On Saturday, December 1st in the Junior Common Room, the St. John’s Santa Fe student chapter of Amnesty International held a panel on refugee rights with attorney Wesley Brockway from the legal nonprofit Santa Fe Dreamers project and community organizer Miraj Bukhari of the Santa Fe Refugee Collaborative. Mayor Allen Webber attended the session but declined an invitation to participate. He thought it would be more valuable to listen to and learn from the other panelists. Nani Detti, chair of Amnesty International at St. John’s, moderated.

 

The panel drove home to me how physically immediate these issues are to our community. “New Mexico has a contracted ICE detention center in Grants, New Mexico, about eighty miles west of Albuquerque,” Brockway, who works primarily on pro-bono asylum cases in a detention center context, told us, in which legal asylum seekers are held in the same conditions as federal criminals. Human rights violations are not just happening in the news. They are happening in our figurative backyard. “If they had any wish, it would be to go back home,” said Bukhari of the women and children asylum seekers and migrants she works with directly, “It’s devastating.
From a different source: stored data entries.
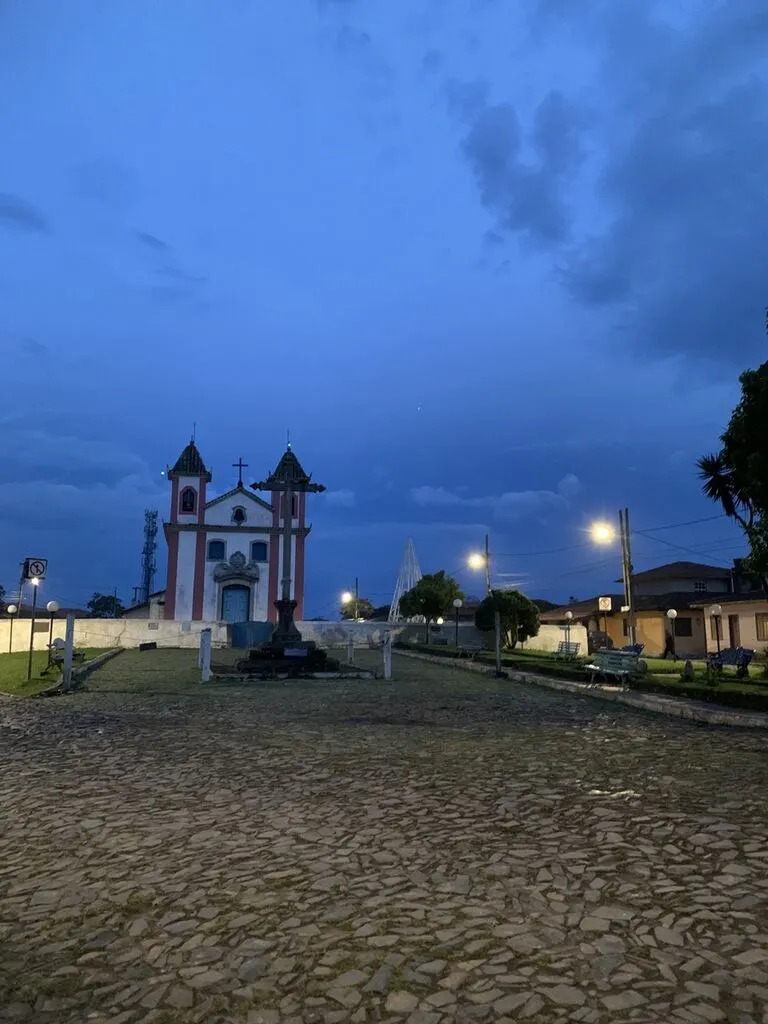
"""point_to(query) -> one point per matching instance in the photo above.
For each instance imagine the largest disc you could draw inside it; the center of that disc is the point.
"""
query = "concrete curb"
(694, 711)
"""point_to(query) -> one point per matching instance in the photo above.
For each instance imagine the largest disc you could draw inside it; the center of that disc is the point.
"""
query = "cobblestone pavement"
(444, 848)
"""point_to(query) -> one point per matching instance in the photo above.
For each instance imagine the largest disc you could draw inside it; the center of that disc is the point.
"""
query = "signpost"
(205, 655)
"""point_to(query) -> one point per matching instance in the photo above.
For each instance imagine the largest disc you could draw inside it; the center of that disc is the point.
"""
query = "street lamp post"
(457, 605)
(716, 611)
(35, 584)
(11, 610)
(672, 615)
(51, 607)
(568, 620)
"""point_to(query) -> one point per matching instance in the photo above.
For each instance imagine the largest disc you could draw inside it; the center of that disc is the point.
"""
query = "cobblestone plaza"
(442, 848)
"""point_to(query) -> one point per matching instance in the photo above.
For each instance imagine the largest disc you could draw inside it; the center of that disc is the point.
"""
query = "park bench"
(735, 657)
(567, 649)
(622, 665)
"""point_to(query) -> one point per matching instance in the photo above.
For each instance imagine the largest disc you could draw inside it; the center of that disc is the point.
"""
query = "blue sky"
(497, 266)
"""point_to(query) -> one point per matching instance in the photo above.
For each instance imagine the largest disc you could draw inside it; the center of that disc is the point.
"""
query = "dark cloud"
(683, 190)
(525, 198)
(152, 242)
(107, 181)
(19, 215)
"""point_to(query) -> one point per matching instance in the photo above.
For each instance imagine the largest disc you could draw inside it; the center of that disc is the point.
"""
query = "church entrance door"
(236, 603)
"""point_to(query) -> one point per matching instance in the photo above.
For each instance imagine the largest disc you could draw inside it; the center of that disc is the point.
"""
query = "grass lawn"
(13, 672)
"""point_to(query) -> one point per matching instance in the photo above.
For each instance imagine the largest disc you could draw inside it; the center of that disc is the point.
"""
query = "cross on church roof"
(240, 466)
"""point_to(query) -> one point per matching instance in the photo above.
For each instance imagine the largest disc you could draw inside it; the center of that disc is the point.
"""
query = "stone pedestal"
(285, 633)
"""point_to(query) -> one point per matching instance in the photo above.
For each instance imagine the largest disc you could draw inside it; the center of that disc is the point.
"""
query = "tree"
(363, 605)
(431, 597)
(105, 606)
(519, 615)
(736, 476)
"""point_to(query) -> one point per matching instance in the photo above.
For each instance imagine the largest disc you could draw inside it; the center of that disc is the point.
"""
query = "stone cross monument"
(288, 479)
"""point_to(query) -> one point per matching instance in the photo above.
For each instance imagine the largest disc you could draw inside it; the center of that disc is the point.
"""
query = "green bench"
(621, 665)
(567, 649)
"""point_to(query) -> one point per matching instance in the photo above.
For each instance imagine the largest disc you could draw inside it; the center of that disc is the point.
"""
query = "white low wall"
(550, 636)
(111, 633)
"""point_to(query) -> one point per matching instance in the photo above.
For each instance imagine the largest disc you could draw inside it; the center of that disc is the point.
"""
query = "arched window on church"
(188, 501)
(258, 551)
(216, 551)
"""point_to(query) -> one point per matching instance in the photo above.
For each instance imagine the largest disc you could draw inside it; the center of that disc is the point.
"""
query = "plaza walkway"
(443, 848)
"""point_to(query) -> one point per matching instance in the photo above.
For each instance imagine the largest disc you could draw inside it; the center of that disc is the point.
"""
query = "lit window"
(216, 551)
(188, 501)
(258, 551)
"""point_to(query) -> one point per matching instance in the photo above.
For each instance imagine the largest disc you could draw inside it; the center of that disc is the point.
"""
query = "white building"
(223, 554)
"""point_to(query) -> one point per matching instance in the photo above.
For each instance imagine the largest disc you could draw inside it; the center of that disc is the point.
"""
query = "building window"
(188, 501)
(216, 551)
(258, 551)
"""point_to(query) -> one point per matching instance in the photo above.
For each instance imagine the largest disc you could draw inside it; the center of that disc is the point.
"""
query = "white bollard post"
(205, 655)
(387, 654)
(69, 651)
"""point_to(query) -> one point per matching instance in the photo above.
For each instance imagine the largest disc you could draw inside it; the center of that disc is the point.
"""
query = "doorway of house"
(733, 632)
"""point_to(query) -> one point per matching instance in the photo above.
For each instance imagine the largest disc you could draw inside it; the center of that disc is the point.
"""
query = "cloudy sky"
(496, 265)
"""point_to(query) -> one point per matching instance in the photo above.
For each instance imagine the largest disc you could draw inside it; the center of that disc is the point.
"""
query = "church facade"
(224, 553)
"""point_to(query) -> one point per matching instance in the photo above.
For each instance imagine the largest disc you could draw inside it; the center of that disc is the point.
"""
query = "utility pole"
(627, 570)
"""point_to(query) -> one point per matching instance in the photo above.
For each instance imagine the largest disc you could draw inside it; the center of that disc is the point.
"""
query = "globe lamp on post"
(12, 610)
(716, 611)
(672, 615)
(457, 605)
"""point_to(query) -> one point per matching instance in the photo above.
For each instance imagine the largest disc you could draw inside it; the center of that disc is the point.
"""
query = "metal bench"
(734, 657)
(622, 665)
(567, 649)
(470, 649)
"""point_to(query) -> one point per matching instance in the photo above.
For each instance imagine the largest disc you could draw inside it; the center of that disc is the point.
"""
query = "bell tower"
(185, 535)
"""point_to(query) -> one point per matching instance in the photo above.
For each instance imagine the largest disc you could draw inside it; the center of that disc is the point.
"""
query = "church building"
(224, 553)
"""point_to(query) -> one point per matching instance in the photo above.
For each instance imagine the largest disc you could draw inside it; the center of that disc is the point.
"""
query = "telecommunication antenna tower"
(148, 565)
(408, 578)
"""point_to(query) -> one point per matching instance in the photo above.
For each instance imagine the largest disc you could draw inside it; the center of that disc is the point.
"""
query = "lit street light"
(568, 620)
(602, 532)
(51, 607)
(11, 610)
(716, 611)
(672, 615)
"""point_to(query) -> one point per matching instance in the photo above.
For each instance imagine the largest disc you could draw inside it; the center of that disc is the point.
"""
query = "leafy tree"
(105, 606)
(519, 615)
(431, 597)
(736, 476)
(364, 606)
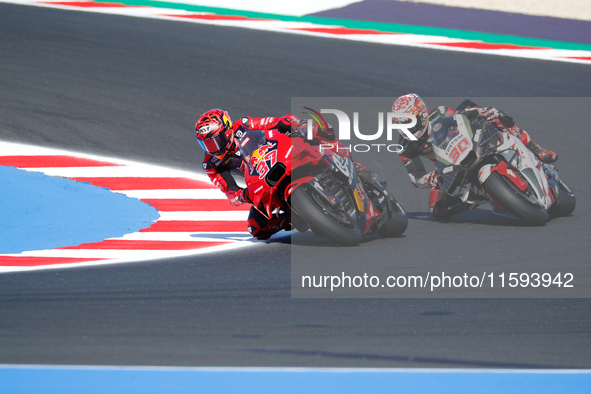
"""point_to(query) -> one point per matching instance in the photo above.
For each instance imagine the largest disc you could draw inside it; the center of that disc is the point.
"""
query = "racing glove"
(238, 197)
(430, 179)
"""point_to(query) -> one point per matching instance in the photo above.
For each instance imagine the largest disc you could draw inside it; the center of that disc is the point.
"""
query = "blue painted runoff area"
(43, 212)
(146, 380)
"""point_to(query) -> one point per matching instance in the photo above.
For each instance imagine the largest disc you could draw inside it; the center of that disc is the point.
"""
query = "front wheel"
(513, 200)
(324, 220)
(566, 202)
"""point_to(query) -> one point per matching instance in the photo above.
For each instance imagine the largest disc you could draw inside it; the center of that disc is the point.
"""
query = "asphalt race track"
(132, 88)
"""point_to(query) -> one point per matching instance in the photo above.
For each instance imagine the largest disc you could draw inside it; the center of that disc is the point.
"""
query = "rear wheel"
(323, 219)
(515, 201)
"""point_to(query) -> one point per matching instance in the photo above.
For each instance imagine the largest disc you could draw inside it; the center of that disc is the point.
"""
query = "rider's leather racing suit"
(220, 169)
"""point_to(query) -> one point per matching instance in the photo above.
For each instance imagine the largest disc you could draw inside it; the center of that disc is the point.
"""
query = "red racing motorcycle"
(318, 188)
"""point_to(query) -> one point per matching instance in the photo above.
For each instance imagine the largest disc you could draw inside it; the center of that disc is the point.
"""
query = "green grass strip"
(383, 27)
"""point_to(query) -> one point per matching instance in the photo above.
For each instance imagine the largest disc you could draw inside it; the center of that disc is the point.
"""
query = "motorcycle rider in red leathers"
(441, 205)
(215, 133)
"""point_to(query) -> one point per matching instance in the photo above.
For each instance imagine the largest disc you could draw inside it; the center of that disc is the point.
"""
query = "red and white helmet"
(412, 104)
(214, 131)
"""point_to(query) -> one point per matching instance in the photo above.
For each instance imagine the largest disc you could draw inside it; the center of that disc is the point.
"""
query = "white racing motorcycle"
(479, 164)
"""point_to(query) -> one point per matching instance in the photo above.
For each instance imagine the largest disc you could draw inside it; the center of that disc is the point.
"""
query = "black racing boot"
(547, 156)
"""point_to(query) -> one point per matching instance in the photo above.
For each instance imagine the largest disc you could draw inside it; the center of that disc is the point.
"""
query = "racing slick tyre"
(566, 202)
(324, 220)
(397, 224)
(515, 201)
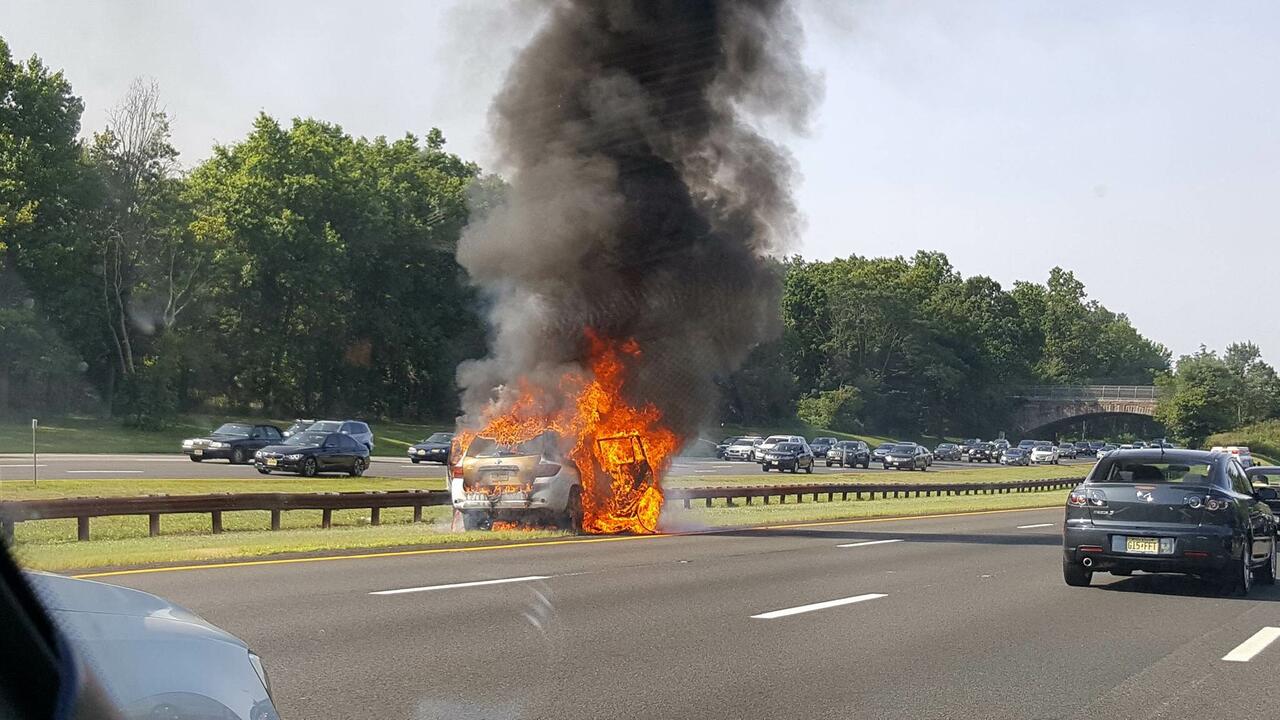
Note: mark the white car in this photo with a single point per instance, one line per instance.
(743, 449)
(772, 441)
(1239, 451)
(1045, 452)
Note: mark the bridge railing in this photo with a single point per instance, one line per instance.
(1148, 393)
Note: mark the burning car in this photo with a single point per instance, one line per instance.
(529, 481)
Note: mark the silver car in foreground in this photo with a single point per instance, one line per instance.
(152, 657)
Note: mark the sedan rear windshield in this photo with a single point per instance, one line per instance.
(237, 429)
(1193, 473)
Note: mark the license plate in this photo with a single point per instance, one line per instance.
(1142, 546)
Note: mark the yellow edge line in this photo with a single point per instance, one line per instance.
(539, 543)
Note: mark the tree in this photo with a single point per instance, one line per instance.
(1196, 399)
(147, 268)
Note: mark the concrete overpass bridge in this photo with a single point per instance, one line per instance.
(1043, 405)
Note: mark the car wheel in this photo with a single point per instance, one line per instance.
(1075, 574)
(1267, 573)
(572, 516)
(1238, 578)
(474, 520)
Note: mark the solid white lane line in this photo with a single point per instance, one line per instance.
(868, 542)
(1260, 641)
(475, 584)
(776, 614)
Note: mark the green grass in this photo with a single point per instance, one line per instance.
(50, 545)
(23, 490)
(96, 434)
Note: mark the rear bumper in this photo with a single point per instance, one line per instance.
(1210, 547)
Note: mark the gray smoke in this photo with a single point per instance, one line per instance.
(643, 203)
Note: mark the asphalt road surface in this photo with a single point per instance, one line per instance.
(88, 466)
(944, 618)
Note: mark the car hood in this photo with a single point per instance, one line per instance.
(71, 596)
(291, 449)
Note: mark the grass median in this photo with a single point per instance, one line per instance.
(95, 434)
(51, 545)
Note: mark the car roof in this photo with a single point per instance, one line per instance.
(1156, 455)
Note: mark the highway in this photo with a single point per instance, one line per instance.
(956, 616)
(142, 466)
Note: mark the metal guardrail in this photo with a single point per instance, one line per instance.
(82, 509)
(1148, 393)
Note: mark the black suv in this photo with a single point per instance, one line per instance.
(789, 456)
(850, 454)
(982, 452)
(1169, 511)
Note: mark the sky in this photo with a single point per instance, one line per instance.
(1136, 144)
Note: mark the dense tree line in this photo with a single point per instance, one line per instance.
(908, 345)
(301, 269)
(298, 269)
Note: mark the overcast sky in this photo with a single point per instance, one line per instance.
(1133, 142)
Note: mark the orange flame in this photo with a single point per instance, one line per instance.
(620, 450)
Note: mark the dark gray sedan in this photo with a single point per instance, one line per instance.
(1170, 511)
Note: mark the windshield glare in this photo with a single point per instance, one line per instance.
(236, 429)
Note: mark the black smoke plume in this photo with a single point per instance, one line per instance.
(643, 201)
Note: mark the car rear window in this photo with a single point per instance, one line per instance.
(1139, 473)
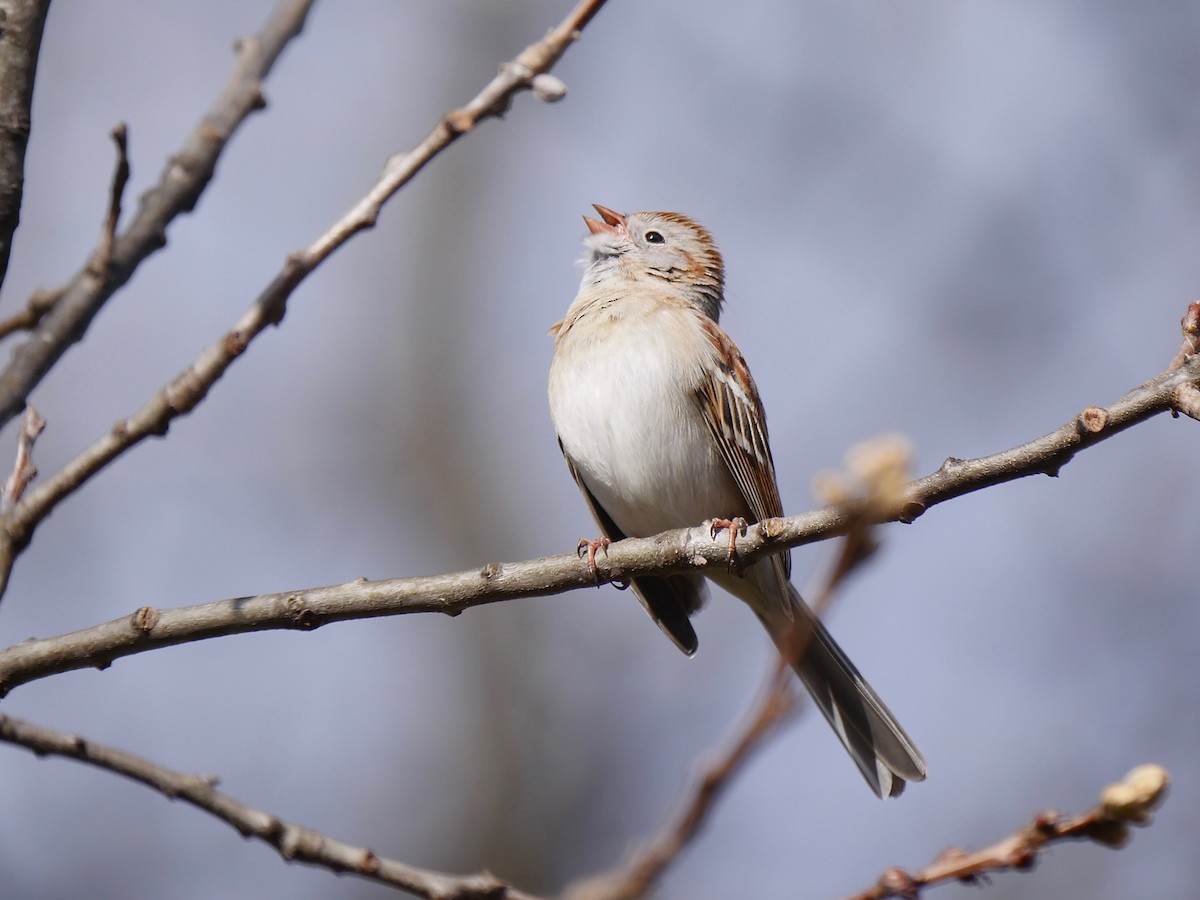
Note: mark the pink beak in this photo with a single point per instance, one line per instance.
(612, 221)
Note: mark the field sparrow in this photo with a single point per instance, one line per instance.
(663, 427)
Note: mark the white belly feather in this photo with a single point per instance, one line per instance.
(624, 408)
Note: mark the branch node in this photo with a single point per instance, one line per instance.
(370, 862)
(1187, 401)
(101, 262)
(459, 121)
(145, 619)
(23, 469)
(1093, 420)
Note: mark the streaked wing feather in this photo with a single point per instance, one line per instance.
(732, 411)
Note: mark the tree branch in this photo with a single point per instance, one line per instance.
(21, 40)
(683, 550)
(192, 385)
(23, 469)
(178, 190)
(778, 701)
(1128, 803)
(292, 841)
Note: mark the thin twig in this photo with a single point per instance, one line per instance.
(294, 843)
(23, 469)
(777, 702)
(685, 550)
(40, 303)
(1128, 803)
(185, 177)
(192, 385)
(102, 259)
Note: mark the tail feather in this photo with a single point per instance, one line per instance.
(873, 737)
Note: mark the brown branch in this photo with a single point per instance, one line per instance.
(102, 259)
(293, 843)
(21, 41)
(23, 469)
(179, 187)
(40, 303)
(684, 550)
(192, 385)
(1128, 803)
(777, 702)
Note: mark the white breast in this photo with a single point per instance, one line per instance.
(623, 399)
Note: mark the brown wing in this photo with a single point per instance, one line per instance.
(732, 411)
(669, 600)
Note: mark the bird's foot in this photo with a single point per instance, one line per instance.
(737, 528)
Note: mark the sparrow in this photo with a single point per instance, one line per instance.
(663, 427)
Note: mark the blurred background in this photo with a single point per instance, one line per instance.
(959, 221)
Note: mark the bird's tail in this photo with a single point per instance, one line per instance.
(881, 749)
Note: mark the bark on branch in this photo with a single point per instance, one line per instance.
(192, 385)
(179, 187)
(21, 40)
(294, 843)
(683, 550)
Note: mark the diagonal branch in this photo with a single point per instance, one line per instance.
(21, 40)
(179, 187)
(778, 701)
(684, 550)
(192, 385)
(1129, 803)
(292, 841)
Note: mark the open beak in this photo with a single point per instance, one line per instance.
(611, 223)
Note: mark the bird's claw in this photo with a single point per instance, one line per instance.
(737, 528)
(592, 547)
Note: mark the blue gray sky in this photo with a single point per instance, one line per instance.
(959, 221)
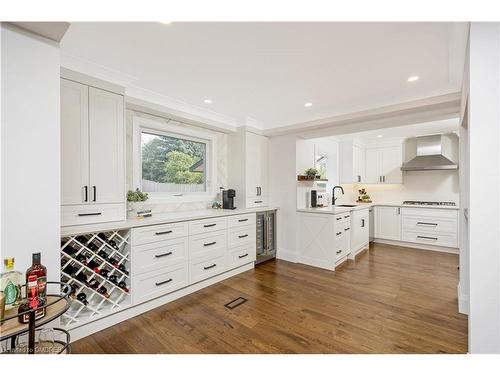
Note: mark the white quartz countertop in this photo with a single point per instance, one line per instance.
(160, 218)
(333, 210)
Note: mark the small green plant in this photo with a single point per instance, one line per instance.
(311, 172)
(136, 196)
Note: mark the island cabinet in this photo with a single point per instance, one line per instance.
(324, 239)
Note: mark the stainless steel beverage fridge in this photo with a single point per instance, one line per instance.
(266, 236)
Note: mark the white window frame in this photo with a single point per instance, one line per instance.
(177, 130)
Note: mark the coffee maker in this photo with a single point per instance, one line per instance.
(228, 199)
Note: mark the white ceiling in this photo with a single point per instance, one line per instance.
(408, 131)
(267, 71)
Take a look at them and what they have left behind. They really have nothing except for their choice to move forward.”

 

These issues are also have a place of importance directly within our community. While they are not posed with such a threat of immediate danger as asylum seekers, international students struggle with the inefficient, bureaucratic, sometimes seemingly impossible, system of obtaining student visas. One student who I will leave anonymous here had her student visa lost by USPS, and went unable to work or to go home for months.

 

“Because of how politicized these issues are today, we lose sight of the fact that they’re human-rights issues,” said Detti. But there is hope in this aspect. Here was a small group of people educating themselves on current events, asking questions, and learning what can be done to help migrants and refugees into the United States fulfill their legal and human right to seek asylum in the United States. Bukhari and Brockway encouraged us to financially support local organizations like their own that are doing the work on the ground to get these asylum seekers their rights, as well as making us aware of opportunities to sponsor them or volunteer in other ways.